Session Manager does, however, deliver audit logs by default. Each command is captured by Amazon CloudWatch Logs or Amazon Simple Storage Service (Amazon S3) and processed.

How to use it

  1. Install the SSM Agent on each Amazon EC2 instance. (Some AMIs like Amazon Linux already have it installed by default).
  2. Create an IAM role for the Amazon EC2 instance, which grants access to the AWS Systems Manager.
  3. Use IAM policies to restrict which IAM user or role can start a session with an Amazon EC2 instance.
  4. Configure audit logs.
  5. Use an IAM user that has permission to use Session Manager for the instance.

Cool features

As of July 2019, users can now tunnel SSH and SCP (Secure Copy) connections directly from a local client without the need for the AWS Management Console.
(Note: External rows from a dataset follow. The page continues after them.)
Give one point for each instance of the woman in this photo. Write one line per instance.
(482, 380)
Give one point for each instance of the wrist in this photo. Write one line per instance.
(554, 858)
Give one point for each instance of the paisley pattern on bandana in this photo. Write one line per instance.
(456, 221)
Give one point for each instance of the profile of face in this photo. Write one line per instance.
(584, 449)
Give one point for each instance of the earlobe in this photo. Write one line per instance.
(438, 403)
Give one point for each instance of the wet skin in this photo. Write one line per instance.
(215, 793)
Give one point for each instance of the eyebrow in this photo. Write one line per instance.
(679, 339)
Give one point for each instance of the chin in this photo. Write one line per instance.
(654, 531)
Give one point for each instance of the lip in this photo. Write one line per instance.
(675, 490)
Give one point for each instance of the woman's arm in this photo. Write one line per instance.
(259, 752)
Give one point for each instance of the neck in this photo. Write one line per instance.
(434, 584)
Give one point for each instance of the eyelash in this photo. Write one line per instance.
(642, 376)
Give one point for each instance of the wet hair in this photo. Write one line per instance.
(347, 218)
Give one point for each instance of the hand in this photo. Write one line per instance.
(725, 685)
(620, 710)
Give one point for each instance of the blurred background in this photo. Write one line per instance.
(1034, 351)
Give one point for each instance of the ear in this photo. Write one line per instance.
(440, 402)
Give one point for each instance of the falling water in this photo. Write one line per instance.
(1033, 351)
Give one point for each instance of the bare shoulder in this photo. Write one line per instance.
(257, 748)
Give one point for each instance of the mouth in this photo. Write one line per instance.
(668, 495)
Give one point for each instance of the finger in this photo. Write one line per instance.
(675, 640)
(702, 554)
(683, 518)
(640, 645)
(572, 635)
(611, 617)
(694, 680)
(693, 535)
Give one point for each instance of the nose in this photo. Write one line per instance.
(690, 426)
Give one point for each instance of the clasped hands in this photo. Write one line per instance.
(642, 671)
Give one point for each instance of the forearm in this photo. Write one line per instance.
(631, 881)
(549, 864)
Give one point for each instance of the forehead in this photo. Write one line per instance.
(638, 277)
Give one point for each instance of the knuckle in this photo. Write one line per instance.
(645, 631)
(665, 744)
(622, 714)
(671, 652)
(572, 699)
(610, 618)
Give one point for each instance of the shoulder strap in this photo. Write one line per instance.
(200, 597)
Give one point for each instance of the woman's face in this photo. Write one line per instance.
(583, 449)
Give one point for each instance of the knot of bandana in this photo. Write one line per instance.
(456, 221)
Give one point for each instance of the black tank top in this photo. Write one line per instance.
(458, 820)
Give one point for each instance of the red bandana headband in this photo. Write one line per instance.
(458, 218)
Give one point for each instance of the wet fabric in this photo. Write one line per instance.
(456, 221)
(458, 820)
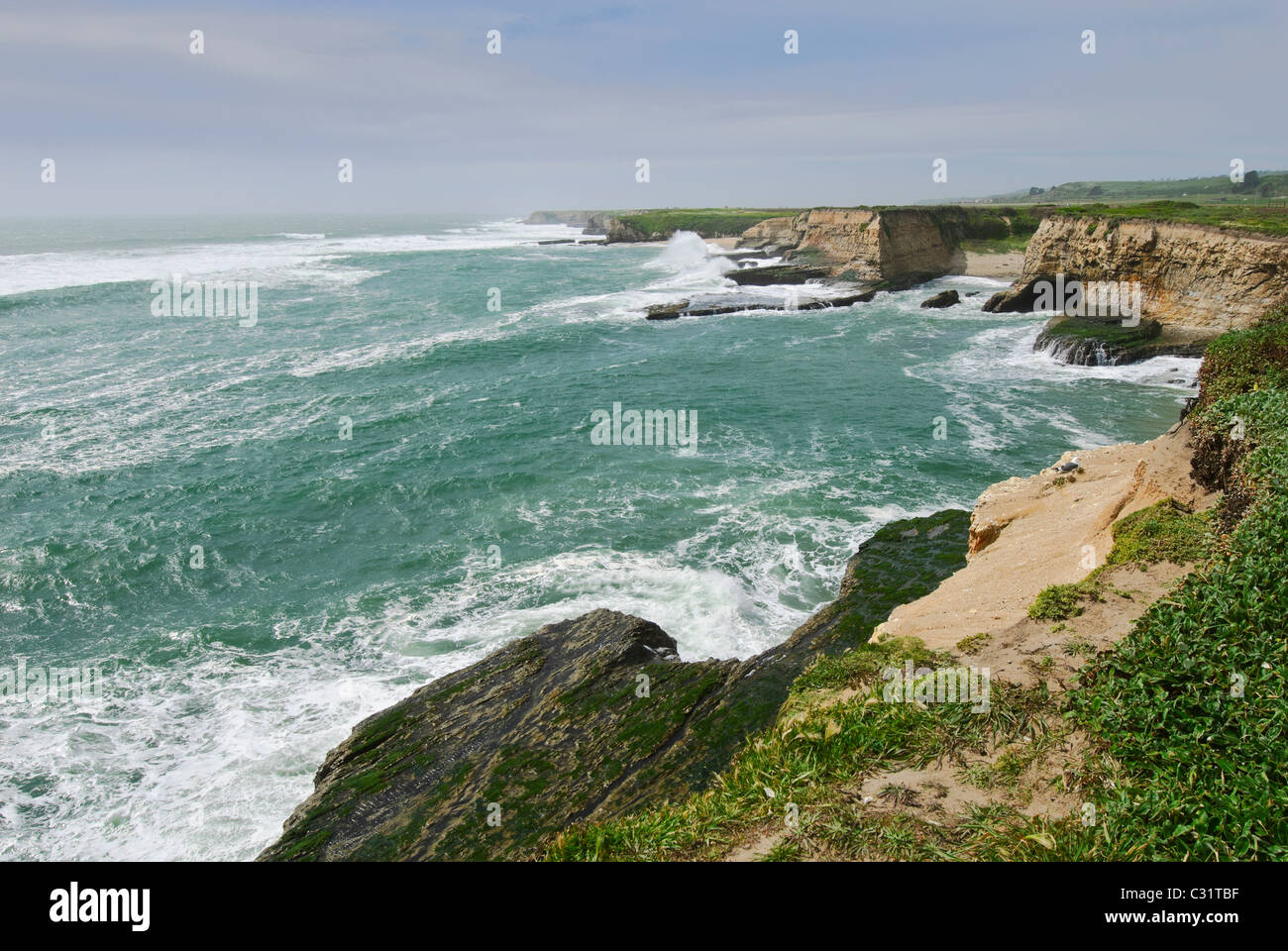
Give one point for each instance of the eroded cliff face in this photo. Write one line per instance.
(867, 244)
(1194, 277)
(589, 718)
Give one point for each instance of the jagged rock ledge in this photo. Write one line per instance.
(588, 718)
(1090, 342)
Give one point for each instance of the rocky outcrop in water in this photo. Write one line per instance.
(695, 308)
(588, 718)
(1089, 342)
(943, 299)
(778, 273)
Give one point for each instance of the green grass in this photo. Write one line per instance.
(1060, 602)
(1212, 188)
(1012, 243)
(1265, 219)
(707, 222)
(804, 761)
(1186, 719)
(1163, 532)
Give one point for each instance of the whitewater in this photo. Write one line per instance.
(467, 505)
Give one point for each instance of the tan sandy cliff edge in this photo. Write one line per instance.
(1030, 532)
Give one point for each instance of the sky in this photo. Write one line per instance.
(136, 123)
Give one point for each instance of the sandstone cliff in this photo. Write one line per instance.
(1026, 534)
(1197, 279)
(880, 244)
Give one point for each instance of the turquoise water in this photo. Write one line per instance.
(471, 504)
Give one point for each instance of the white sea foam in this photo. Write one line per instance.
(296, 258)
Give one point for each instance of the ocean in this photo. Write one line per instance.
(259, 532)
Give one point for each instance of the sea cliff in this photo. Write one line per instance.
(1197, 279)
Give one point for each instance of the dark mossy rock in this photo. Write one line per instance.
(777, 273)
(1017, 299)
(1091, 342)
(665, 312)
(909, 281)
(716, 305)
(943, 299)
(558, 727)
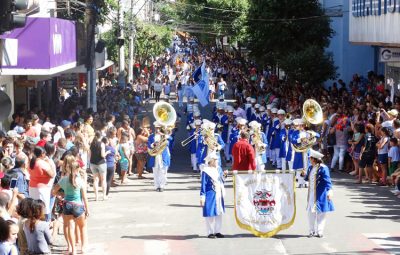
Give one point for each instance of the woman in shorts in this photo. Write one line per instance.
(75, 206)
Port forwarding in Session Manager lets you securely create tunnels between your instances deployed in private subnets, without any need to start the SSH service on the server, use a bastion host, or open the SSH port in the security group. Similar to SSH tunnels, port forwarding enables you to forward traffic between your PC and open ports on your instance.
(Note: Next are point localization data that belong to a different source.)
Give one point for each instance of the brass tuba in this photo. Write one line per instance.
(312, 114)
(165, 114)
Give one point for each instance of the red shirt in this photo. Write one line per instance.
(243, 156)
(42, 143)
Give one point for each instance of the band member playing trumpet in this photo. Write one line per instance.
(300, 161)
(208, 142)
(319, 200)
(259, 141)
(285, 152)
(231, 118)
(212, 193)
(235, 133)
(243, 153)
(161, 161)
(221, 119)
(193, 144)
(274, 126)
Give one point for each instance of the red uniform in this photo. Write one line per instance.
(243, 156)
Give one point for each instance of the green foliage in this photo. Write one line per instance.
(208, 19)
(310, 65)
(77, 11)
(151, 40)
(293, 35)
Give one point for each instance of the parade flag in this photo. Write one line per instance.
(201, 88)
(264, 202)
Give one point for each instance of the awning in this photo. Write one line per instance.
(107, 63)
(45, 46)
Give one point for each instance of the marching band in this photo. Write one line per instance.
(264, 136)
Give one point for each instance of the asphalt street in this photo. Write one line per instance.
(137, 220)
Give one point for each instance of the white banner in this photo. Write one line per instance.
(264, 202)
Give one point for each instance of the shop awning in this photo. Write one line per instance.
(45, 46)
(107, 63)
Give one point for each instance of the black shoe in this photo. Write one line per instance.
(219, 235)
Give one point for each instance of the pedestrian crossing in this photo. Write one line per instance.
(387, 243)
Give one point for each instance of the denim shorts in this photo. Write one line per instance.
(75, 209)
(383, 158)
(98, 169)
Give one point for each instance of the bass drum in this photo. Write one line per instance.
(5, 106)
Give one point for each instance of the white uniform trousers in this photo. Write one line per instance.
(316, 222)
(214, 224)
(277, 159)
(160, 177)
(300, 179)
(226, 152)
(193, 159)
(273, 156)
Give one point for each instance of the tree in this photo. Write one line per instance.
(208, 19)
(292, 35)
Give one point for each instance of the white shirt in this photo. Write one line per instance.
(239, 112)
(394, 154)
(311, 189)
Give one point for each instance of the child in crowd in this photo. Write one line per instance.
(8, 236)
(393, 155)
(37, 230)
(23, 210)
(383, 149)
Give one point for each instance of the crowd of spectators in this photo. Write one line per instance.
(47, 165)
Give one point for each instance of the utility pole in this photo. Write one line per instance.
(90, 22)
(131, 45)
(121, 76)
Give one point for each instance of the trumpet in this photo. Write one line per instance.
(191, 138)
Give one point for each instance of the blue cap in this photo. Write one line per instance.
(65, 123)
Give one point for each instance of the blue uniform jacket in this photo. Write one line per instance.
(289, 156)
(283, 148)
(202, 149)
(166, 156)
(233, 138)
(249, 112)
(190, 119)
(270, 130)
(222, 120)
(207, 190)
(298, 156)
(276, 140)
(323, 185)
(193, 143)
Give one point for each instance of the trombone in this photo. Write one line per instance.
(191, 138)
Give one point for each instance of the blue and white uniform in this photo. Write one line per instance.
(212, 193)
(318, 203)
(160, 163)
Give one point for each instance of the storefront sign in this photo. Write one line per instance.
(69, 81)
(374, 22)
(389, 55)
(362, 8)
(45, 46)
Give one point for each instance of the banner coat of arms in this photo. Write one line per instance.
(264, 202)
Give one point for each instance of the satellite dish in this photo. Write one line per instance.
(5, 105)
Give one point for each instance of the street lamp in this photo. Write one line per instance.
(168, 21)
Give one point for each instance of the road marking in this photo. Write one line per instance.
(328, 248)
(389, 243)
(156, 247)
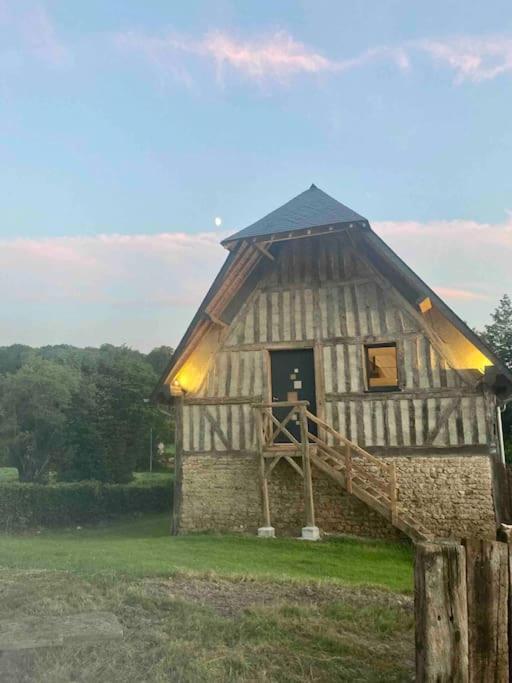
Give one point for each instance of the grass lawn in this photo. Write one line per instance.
(8, 474)
(212, 607)
(143, 547)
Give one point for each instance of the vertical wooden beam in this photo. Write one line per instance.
(348, 467)
(309, 505)
(319, 381)
(263, 473)
(441, 613)
(178, 466)
(487, 581)
(393, 491)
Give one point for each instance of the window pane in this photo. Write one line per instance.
(382, 366)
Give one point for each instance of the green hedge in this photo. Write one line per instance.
(25, 506)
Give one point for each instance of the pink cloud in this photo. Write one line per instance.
(275, 56)
(472, 58)
(278, 55)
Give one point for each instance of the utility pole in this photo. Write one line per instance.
(151, 449)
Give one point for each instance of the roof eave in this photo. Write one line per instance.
(307, 231)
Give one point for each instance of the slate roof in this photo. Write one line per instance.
(309, 209)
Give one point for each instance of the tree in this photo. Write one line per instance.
(33, 405)
(159, 358)
(84, 454)
(499, 332)
(499, 335)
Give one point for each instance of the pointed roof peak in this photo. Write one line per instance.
(309, 209)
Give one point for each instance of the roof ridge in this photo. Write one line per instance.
(309, 209)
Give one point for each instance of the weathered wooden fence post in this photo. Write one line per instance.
(487, 577)
(441, 613)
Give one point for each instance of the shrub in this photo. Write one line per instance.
(62, 504)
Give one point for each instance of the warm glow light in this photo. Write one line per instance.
(425, 305)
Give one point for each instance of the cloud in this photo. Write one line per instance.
(279, 56)
(115, 270)
(275, 57)
(144, 289)
(465, 262)
(27, 31)
(458, 294)
(472, 58)
(41, 37)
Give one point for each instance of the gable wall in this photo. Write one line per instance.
(319, 293)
Starting a session (AWS CLI)

If you haven’t already done so, install and configure the AWS CLI.

Run the following command to start a session using the AWS CLI:

instance-id represents the ID of an instance configured for use with AWS Systems Manager and its Session Manager capability, such as i-02573cafcfEXAMPLE.

Starting a session with SSH and SCP

For Linux/MacOS:

Session

You will typically find your SSH config file at ~/.ssh/config

Add the following to the SSH config file:

For Windows:

The OpenSSH client is available as an installable component in newer versions of Windows.

System Manager Aws

Typically, you will find your SSH config file at C:Usersusername.sshconfig though the .ssh directory will not exist until SSH has been used.

Add the following to the SSH config file:

You will be ready to initiate SSH and SCP connections to your cloud assets directly from your local machine once these measures are completed.

Tips

Here are some things to keep in mind when working with Session Manager:

Aws Session Manager Training

  • Make sure that IAM permissions allow the minimum permissions needed. You don’t want to allow any IAM user full root access into all instances.
  • Also, be mindful that the SSM commands might be logged, so don’t output any sensitive information in them.

In conclusion

Aws Session Manager Login

For secure, audited, shell-level access to AWS resources without the hassle that comes with running bastion hosts, use the Session Manager capability of AWS Systems Manager instead of SSH. You can use an interactive, one-click browser-based shell or the AWS CLI to access Amazon EC2 instances, on-premises instances, and VMs.

Aws session manager scp

Need help securing your AWS infrastructure? The nClouds team is here to help with that and all your AWS infrastructure requirements.